Der Monat beginnt mit einer Planetenparade am morgendlichen Himmel: Alle fünf mit bloßem Auge sichtbaren Planeten lassen sich hier - gutes Wetter vorausgesetzt - beobachten. Im weiteren Verlauf des Monats sind dann noch immer vier Planeten zu sehen, mit dem Gasriesen Jupiter als Glanzpunkt. Hinzu kommen die Sterne und Konstellationen des Winters.

Süd-Südost-Blick

Blick nach Süd-Südost am Morgen des 3. Februar 2016. Bild: astronews.com / Stellarium [Großansicht]

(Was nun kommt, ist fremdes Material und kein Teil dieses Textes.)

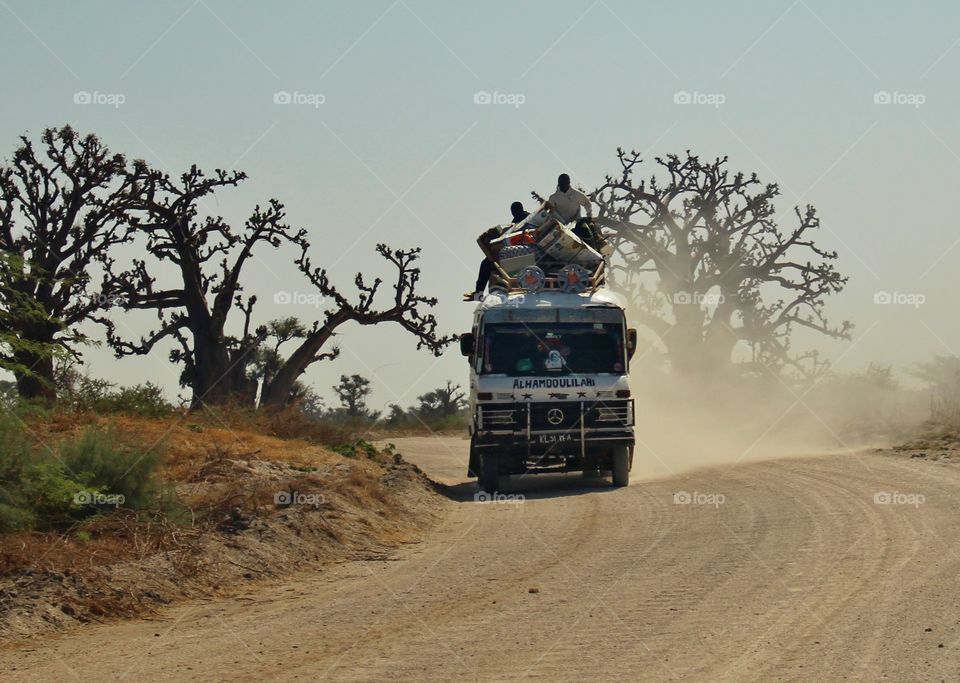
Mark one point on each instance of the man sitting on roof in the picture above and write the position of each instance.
(567, 201)
(486, 266)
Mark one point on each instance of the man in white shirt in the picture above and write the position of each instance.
(567, 201)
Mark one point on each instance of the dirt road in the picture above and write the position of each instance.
(781, 570)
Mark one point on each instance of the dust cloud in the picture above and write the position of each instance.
(686, 423)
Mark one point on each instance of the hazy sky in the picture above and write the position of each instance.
(852, 107)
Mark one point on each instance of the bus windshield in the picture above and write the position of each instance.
(518, 349)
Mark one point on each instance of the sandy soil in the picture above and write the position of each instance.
(785, 570)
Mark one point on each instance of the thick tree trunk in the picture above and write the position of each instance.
(277, 392)
(37, 384)
(213, 377)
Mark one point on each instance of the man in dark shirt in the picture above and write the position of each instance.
(486, 266)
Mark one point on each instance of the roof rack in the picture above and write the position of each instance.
(542, 254)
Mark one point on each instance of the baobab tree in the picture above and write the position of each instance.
(210, 255)
(708, 268)
(63, 208)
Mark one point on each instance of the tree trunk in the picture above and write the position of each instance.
(37, 384)
(277, 392)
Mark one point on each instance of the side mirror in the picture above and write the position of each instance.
(466, 344)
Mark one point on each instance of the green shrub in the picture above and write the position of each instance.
(84, 394)
(102, 463)
(42, 490)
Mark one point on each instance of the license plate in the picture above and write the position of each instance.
(554, 438)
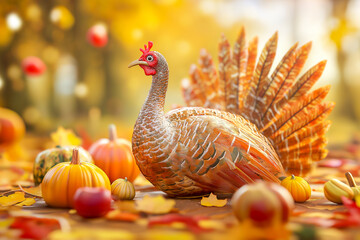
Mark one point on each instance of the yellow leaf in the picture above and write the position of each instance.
(166, 234)
(33, 191)
(155, 205)
(26, 202)
(12, 199)
(65, 137)
(211, 224)
(86, 233)
(212, 201)
(126, 206)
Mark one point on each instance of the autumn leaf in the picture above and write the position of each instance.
(34, 227)
(155, 205)
(12, 199)
(87, 233)
(65, 137)
(117, 215)
(173, 235)
(212, 201)
(33, 191)
(26, 202)
(192, 223)
(126, 206)
(16, 199)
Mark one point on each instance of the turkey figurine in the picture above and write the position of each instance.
(252, 125)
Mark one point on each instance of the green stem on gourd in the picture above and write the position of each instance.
(75, 158)
(112, 132)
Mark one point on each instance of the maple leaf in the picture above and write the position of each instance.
(12, 199)
(65, 137)
(87, 233)
(155, 205)
(212, 201)
(117, 215)
(33, 191)
(34, 227)
(191, 222)
(16, 199)
(126, 206)
(26, 202)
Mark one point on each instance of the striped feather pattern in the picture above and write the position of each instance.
(280, 105)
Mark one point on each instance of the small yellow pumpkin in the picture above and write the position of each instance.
(297, 186)
(123, 189)
(335, 189)
(61, 182)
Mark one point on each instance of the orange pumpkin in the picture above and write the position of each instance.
(299, 189)
(114, 156)
(61, 182)
(262, 203)
(12, 127)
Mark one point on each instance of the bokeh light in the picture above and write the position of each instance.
(13, 21)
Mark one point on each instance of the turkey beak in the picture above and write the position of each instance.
(137, 62)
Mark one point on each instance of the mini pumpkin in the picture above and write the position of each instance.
(50, 157)
(122, 189)
(299, 189)
(114, 156)
(61, 182)
(263, 204)
(12, 127)
(352, 184)
(334, 189)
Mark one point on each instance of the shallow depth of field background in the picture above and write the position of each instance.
(86, 88)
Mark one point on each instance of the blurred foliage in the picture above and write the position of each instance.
(87, 88)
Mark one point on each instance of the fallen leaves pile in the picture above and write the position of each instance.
(23, 213)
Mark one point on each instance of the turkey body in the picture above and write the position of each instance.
(201, 150)
(254, 126)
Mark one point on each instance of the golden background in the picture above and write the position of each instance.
(87, 88)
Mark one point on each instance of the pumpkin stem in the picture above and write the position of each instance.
(350, 179)
(112, 132)
(75, 158)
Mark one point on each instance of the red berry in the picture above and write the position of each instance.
(92, 202)
(33, 66)
(97, 35)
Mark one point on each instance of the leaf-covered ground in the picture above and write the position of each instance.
(151, 216)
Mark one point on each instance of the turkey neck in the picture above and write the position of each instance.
(152, 112)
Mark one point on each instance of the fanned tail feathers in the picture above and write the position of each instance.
(283, 108)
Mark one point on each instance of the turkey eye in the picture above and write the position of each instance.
(150, 58)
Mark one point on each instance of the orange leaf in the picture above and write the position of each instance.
(12, 199)
(33, 191)
(126, 206)
(212, 201)
(26, 202)
(117, 215)
(65, 137)
(155, 205)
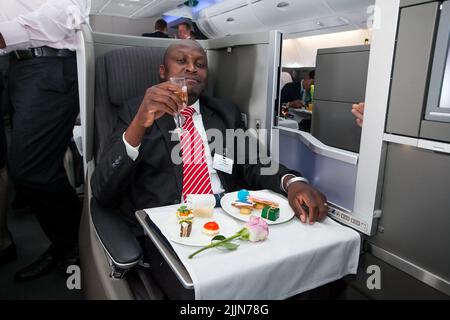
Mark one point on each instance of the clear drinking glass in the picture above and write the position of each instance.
(183, 95)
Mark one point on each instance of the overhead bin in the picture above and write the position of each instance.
(290, 17)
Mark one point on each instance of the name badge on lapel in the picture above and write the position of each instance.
(222, 163)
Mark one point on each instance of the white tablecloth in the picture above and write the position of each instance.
(295, 258)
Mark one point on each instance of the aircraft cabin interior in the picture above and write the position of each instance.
(349, 98)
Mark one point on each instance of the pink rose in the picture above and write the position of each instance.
(256, 229)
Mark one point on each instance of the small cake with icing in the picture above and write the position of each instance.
(184, 213)
(261, 202)
(185, 227)
(270, 213)
(211, 228)
(244, 207)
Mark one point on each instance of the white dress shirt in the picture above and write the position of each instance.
(133, 152)
(35, 23)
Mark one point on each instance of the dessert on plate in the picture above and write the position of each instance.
(270, 213)
(211, 228)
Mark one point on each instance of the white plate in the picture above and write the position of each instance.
(171, 229)
(286, 212)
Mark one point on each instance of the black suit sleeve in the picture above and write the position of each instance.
(253, 175)
(115, 169)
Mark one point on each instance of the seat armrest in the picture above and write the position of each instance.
(115, 235)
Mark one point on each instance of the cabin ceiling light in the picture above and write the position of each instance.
(124, 5)
(282, 4)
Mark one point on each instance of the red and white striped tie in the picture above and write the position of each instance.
(196, 178)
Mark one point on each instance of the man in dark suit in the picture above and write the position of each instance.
(297, 94)
(137, 169)
(160, 30)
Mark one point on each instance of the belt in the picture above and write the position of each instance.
(41, 52)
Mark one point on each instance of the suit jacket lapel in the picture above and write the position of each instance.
(211, 121)
(165, 124)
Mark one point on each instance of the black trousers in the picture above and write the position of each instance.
(3, 69)
(44, 98)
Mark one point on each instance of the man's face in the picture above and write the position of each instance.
(189, 62)
(183, 33)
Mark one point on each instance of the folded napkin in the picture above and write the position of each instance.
(202, 204)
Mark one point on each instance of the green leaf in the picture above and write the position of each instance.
(218, 238)
(229, 245)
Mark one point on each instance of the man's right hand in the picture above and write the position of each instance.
(158, 100)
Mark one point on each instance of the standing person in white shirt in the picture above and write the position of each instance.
(185, 31)
(39, 36)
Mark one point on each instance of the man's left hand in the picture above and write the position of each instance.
(307, 202)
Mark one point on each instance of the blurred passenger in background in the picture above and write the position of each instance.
(358, 112)
(298, 93)
(160, 30)
(285, 78)
(39, 37)
(185, 31)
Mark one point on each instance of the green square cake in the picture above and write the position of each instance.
(270, 213)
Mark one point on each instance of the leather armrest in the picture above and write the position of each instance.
(115, 235)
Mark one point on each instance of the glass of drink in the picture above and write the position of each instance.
(183, 95)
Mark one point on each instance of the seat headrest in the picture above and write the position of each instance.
(130, 71)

Auch wenn die Temperaturen gegenwärtig eher wenig winterlich sind, kann man sich mit einem Blick an den nächtlichen Sternenhimmel zuverlässig vergewissern, in welcher Jahreszeit wir uns befinden: Hier sind nämlich die typischen Sternbilder des Winters zu sehen. Die bekannteste Konstellation der kalten Jahreszeit dürfte dabei der "Himmelsjäger" Orion sein, der abends hoch im Süden steht. Die Sternbilder Andromeda und Perseus im Westen erinnern noch an den vergangenen Herbst und der Löwe, der abends bereits im Osten zu sehen ist, gibt schon einen Vorgeschmack auf den kommenden Frühling. 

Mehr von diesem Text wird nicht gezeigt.